Before this landmark study, many thought the goal of limiting global average temperature rises to just 1.5C was impossible, as it would require global emissions to fall to zero almost immediately.
But the data produced by the climate models informing this study shows that if strong action is taken now to reduce emissions, keeping warming to 1.5C is still possible.
The models predict that to have a 66% chance of meeting the 1.5C target, we have to emit no more than 240 billion tonnes of carbon. That means if we keep emitting at our current rate, we have 20 years until emissions have to fall to zero. The clock is ticking, and the global population is increasing & the developing world is enriching itself, which means more cars, houses and plane flights. So, this study does not mean we get to give ourselves a pat on the back and relax. It means if we act now to achieve big emissions cuts, we can limit global warming successfully.

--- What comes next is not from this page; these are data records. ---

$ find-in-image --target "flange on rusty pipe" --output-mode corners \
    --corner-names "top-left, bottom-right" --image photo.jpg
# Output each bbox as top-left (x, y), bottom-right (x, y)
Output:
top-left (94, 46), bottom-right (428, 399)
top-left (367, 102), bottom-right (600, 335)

The energy we use in our homes and businesses contributes a large chunk of our total emissions. To achieve the kind of emissions cuts we need to keep climate change within acceptable limits, we must transition to a carbon-free energy supply
This week we had some good news on that front. The cost of renewables is plunging far faster than forecasters expected, and will soon be cheaper than fossil fuels in many places.
Because of this, Bloomberg New Energy Finance are predicting that zero-carbon energy sources will attract 86% of total global investment in new power generating capacity over the next 20 years.
This shows how rapidly the renewables revolution is progressing. 2017 is the first year ever that new solar capacity has been greater than any other electricity producing technology, accounting for half of all new global generating capacity.
The vast majority of the world’s energy still comes from fossil fuels, so there is a long way to go. There is no room for complacency, but the energy transition is under-way, and by being part of it we can tackle climate change.